We denote by $fp(\mathbb S)$ the set of all finite subsets of $\mathbb S$, and $ip(\mathbb S)$ the set of all infinite subsets of $\mathbb S$.
$\{x_n \in fp(y) : y \in ip(\mathbb N)\land x_n \notin \{ x_1, x_2, x_3, \dots, x_{n-1} \} \land n \in \mathbb N \} \}$
No, this isn't valid. You reference $x_1,x_2,\ldots$, but haven't defined them previously! Note that set-builder notation does not build a set one step at a time - it tries to build the whole thing at once. You can't use it for a recursive definition.
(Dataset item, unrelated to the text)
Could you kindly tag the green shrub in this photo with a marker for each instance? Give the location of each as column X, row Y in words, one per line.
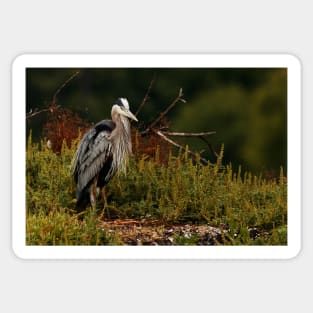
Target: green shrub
column 183, row 191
That doesn't mean recursive definitions can't be used - you just can't put them in this format.
Also, in order to introduce things like $n$, you need to say which $n$s you want to consider - "some" $n$? "Every" $n$? "Every third" $n$? You need a quantifier.
You're also being a bit inefficient: saying $y \in \mathbb{I} \wedge \mathbb{I} = ip(\mathbb{N})$ is no different from just saying $y \in ip(\mathbb{N})$.
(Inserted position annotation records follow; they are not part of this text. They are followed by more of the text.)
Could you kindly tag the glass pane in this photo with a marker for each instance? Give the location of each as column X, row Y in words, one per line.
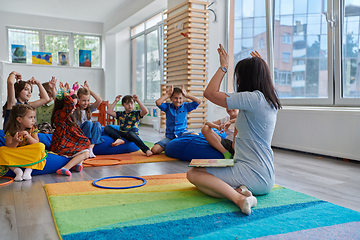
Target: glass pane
column 138, row 29
column 92, row 43
column 350, row 50
column 23, row 37
column 249, row 31
column 153, row 21
column 298, row 48
column 152, row 66
column 56, row 43
column 138, row 67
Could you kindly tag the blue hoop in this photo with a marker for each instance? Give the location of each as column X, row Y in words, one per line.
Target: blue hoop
column 99, row 186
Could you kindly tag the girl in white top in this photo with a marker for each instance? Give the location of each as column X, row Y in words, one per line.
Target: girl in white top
column 258, row 103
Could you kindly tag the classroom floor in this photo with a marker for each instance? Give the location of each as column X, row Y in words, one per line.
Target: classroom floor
column 25, row 213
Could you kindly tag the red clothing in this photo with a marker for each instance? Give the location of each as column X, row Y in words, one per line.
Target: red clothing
column 67, row 140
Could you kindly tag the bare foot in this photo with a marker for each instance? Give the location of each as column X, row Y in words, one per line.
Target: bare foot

Ignoring the $x_n \notin \{x_1,x_2,\ldots\}$ part (which doesn't make sense, as I mentioned above), here's what your set is: the set of all finite subsets of infinite subsets of $\mathbb{N}$. This is a weird thing to say, because you could say it much more simply as just "the set of all finite subsets of $\mathbb{N}$", in which case you could have just written $fp(\mathbb{N})$.
To summarize: Your set, as written, is almost valid; but fixing it probably doesn't give the set you wanted to write. If you let me know what set you wanted, I might be able to point you in the right direction.